By monitoring piracy behaviour it is also possible to discover new income streams, points out Burghard at Irdeto. “If you understand how the pirate business model helps the consumption of pirated content through the consumer, you can kind of see why the consumer is doing that in the first place.

“Typically what we see is that there is usually a cost issue involved or that the consumer is frustrated that they cannot get the content legitimately, even though it has been released in other windows by the industry or in other territories. This information can help operators to make decisions that will attract that consumer away from the piracy spectrum into the legitimate spectrum. We always say that you cannot compete with free, but you can compete with easy. If we, as an industry, can make it really easy for consumers to get their hands on the content that they want on the devices that they want, then that might move them away from the pirate services.”

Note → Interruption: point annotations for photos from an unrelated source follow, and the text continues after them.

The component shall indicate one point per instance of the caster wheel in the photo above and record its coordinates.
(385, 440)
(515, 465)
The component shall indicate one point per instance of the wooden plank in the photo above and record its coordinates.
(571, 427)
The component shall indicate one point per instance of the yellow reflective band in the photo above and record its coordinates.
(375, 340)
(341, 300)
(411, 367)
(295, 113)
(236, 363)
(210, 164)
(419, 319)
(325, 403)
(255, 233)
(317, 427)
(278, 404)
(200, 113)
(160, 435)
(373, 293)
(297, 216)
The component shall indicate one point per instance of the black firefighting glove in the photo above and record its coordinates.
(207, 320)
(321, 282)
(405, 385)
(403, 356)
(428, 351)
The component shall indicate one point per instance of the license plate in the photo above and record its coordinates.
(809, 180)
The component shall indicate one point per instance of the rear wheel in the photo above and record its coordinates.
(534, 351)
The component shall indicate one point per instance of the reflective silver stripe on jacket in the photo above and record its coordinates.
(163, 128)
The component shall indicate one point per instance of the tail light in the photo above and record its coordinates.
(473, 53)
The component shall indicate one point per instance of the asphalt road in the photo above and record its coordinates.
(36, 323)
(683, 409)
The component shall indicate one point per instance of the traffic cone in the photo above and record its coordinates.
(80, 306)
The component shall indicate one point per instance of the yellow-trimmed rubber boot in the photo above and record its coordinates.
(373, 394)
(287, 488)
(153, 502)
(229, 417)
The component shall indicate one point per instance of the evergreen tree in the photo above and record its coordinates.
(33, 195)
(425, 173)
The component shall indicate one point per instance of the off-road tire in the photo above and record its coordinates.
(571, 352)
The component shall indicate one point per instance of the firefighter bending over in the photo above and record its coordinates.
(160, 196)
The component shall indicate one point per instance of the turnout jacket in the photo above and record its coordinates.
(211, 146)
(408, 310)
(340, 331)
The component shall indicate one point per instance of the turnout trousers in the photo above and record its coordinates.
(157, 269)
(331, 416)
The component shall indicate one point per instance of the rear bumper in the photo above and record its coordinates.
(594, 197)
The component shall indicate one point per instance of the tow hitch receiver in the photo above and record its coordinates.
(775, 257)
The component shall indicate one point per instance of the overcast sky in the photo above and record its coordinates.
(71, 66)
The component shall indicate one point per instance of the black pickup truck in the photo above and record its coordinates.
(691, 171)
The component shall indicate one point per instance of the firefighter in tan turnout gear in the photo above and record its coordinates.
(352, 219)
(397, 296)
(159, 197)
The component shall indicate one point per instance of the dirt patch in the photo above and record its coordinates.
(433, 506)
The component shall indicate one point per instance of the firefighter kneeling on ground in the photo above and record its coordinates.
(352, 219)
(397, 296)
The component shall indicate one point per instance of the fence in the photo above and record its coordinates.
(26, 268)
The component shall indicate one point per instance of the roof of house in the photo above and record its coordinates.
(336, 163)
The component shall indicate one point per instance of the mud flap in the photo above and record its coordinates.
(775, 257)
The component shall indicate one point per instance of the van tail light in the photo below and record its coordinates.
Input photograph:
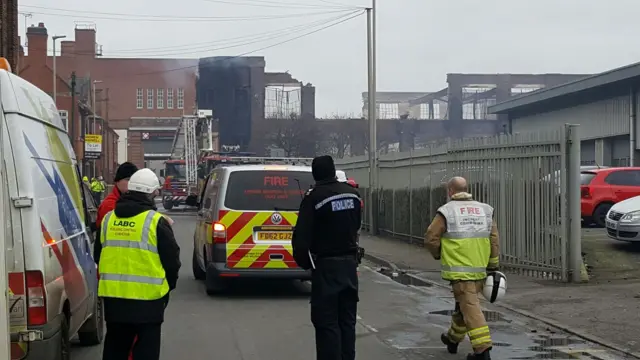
(219, 232)
(37, 298)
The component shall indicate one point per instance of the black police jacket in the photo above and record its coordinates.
(328, 223)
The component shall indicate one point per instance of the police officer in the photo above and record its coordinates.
(326, 240)
(138, 264)
(464, 237)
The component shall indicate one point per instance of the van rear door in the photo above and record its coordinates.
(262, 209)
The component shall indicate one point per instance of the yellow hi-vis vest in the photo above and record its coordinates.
(130, 266)
(466, 247)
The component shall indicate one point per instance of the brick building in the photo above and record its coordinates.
(36, 69)
(142, 99)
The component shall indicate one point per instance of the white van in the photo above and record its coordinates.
(52, 275)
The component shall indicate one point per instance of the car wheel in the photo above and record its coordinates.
(65, 342)
(92, 331)
(198, 273)
(214, 284)
(600, 213)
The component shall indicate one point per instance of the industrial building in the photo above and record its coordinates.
(605, 105)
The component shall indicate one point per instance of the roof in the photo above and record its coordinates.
(258, 167)
(607, 78)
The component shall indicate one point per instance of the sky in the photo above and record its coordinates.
(418, 41)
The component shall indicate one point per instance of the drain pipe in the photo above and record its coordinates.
(632, 125)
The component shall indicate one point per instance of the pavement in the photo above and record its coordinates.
(606, 309)
(398, 320)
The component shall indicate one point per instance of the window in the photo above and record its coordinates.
(180, 98)
(139, 99)
(624, 178)
(160, 101)
(64, 116)
(150, 99)
(267, 190)
(169, 98)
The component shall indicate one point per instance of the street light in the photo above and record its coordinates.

US-based Netflix launched in Australia largely to provide an easy and affordable service to the large amount of consumers who they recognised were already going down the piracy route. In turn, this opened up a whole new income stream for Netflix. But this move illustrates how, in a response to content distribution being possible worldwide, piracy has moved from being a local problem to a global one.

“As far as security is concerned, to be able to respond to any particular threat on a global scale, not just on a local scale, we see as a very important change in the landscape,” says Peterka at Verimatrix. “One of the things that we anticipate with our more connected security vision is that we will be able to monitor the state of the world in a much more comprehensive fashion going forward and be able to see attacks on a system in one part of the world and potentially do something about it, before the whole world catches the cold.”

By monitoring where content is going and knowing when it is going where it shouldn’t, it should be possible to contain the threat and stop it in its tracks. This is the theory that the MovieLabs’ spec is based around and that any emerging UHD standards are likely to follow. Whether that theory works in practice will be tested increasingly forcefully over the next few years as UHD takes hold on the market.